Questa è, ad ogni modo, una partenza discreta, un preludio che anticipa la partitura sinfonica successiva, che deve avere il necessario spazio per esprimersi nella sua articolata composizione. È una partenza fatta di parole, che tentano di collegare le tracce visibili, sotto forma di immagini, alle cose costruite, e come tali assenti, come un fragile ponte di fortuna gettato sul vuoto. Ma "anche le parole sono azioni" disse Ludwig Wittgenstein nel 1945, azioni che costruiscono percorsi e strutture, creano collegamenti ed evocano assenze; azioni che permettono "relazioni".

La seconda parte, centrale, consistente, mostra le opere, realizzate e non, attraverso immagini fotografiche e disegni, suddivise in quattro capitoli:
1. Erranza e radicamento;
2. Evocazioni;
3. Regola e trasgressione;
4. Cose analoghe.

La terza parte, di chiusura, che ho chiamato COMMENTARI-EPISTOLARIO, è composta da scritti brevi, del genere aforistico, organizzati attorno a grandi tematiche sui problemi dell'architettura contemporanea, alternati a osservazioni su lavori specifici di Gae Aulenti in forma epistolare:
- Architettura e storia;
- Architettura e politica;
- Architettura e tecnica;
- Architettura e arte.

I Commentari partono dal presupposto e dalla convinzione che un'operazione critica su opere di architettura è straordinariamente onerosa, se non impossibile, in quanto l'opera vera non consiste nella sua forma definitiva, ma nella serie di approssimazioni per raggiungerla, che sono contenute in un processo, più che in una forma "formata".

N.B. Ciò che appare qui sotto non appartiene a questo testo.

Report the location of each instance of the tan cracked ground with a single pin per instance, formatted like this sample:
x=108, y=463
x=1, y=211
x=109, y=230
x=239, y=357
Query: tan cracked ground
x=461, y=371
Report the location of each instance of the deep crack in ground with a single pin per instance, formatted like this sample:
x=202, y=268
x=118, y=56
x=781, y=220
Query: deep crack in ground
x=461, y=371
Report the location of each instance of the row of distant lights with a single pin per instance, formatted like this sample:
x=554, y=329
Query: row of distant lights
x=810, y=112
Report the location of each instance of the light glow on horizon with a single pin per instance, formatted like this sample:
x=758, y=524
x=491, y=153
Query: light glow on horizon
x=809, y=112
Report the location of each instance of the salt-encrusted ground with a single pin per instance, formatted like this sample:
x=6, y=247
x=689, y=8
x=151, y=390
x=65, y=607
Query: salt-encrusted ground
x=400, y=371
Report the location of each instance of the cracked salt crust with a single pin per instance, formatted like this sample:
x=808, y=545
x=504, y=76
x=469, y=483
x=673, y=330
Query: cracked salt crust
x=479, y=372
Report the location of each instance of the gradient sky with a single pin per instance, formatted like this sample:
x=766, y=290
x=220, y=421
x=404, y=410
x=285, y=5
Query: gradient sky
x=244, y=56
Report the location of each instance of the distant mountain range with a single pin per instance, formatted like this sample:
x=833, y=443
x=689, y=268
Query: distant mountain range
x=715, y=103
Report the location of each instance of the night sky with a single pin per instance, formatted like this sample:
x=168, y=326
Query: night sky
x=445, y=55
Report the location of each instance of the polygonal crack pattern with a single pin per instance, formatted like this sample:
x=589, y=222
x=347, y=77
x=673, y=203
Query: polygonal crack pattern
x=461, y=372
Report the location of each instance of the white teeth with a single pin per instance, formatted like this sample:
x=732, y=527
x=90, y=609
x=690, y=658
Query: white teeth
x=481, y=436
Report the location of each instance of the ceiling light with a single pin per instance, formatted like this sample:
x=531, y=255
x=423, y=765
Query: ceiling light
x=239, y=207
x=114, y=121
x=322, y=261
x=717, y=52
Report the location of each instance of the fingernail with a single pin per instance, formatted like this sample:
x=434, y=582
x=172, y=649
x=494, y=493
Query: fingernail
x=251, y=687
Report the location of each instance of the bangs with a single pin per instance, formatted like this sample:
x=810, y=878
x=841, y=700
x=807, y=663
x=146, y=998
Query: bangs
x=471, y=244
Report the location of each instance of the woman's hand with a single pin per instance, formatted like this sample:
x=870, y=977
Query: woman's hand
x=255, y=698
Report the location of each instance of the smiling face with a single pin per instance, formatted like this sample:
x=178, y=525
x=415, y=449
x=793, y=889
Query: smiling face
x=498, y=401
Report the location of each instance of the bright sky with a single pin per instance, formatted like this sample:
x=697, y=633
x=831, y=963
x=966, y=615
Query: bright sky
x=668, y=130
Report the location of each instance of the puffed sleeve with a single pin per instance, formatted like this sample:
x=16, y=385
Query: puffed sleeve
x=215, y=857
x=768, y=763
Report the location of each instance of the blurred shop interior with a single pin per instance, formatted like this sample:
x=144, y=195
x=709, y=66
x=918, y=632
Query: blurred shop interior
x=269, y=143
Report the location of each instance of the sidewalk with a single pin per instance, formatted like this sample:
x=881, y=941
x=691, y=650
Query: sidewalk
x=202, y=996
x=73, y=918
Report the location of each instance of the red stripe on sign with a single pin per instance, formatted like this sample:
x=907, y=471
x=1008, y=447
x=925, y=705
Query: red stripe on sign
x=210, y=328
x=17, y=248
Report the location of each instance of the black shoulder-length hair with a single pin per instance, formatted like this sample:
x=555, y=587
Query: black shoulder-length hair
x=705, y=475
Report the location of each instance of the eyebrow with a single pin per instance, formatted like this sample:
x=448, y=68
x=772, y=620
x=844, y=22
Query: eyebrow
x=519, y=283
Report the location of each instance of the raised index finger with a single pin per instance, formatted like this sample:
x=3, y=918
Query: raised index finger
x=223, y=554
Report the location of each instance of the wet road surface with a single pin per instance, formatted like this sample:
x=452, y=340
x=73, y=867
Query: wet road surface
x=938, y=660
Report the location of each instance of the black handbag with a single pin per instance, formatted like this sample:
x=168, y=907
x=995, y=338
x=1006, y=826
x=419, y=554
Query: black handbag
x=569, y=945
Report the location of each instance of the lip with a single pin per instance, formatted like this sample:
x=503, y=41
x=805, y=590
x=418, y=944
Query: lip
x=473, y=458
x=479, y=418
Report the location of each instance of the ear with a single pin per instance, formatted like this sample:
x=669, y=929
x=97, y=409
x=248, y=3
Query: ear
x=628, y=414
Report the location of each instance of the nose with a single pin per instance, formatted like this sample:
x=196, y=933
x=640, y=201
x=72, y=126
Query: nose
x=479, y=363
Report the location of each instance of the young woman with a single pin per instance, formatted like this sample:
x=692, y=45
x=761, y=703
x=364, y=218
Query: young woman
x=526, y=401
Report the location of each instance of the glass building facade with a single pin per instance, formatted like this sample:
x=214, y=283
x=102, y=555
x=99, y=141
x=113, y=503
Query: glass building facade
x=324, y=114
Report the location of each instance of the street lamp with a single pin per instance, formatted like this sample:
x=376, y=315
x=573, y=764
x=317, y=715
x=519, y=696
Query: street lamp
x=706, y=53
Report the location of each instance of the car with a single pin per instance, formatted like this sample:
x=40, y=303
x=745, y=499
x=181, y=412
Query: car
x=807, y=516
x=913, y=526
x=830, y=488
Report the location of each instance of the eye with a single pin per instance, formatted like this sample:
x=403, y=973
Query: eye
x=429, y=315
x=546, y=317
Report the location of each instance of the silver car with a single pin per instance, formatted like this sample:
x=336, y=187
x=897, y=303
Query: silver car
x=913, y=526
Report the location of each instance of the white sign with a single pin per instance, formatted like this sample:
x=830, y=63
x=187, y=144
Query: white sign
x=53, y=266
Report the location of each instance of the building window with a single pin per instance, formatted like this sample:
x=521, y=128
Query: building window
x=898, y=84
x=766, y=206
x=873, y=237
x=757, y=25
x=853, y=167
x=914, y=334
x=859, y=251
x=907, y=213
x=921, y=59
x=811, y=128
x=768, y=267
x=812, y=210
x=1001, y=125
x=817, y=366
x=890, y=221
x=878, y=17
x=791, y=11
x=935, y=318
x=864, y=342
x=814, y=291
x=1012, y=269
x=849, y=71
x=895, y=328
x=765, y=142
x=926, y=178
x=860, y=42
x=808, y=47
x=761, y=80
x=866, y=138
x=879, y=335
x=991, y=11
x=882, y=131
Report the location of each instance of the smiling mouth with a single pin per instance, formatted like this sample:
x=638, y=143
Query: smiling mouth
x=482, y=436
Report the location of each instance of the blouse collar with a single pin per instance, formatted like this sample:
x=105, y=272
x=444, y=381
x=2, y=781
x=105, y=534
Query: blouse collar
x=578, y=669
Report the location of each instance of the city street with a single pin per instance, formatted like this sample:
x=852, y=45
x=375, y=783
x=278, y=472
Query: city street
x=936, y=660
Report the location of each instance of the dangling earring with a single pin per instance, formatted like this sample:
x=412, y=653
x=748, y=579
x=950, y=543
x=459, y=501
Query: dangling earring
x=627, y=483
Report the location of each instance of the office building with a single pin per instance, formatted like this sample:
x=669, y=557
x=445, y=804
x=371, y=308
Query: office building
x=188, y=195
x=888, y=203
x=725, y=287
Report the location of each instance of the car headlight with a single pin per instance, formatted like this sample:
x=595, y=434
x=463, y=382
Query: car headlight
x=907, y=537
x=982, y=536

Sono inoltre convinta che non potendosi separare il prodotto architettonico dall'epoca che l'ha voluto e ne ha permesso la costruzione, sia necessario, o meglio, indispensabile fornire le coordinate di quest'epoca attraverso l'analisi delle "dominanti" che la caratterizzano e che maggiormente condizionano l'identità delle cose costruite.

Margherita Petranzan
elodia@protec.it
[07dec2002]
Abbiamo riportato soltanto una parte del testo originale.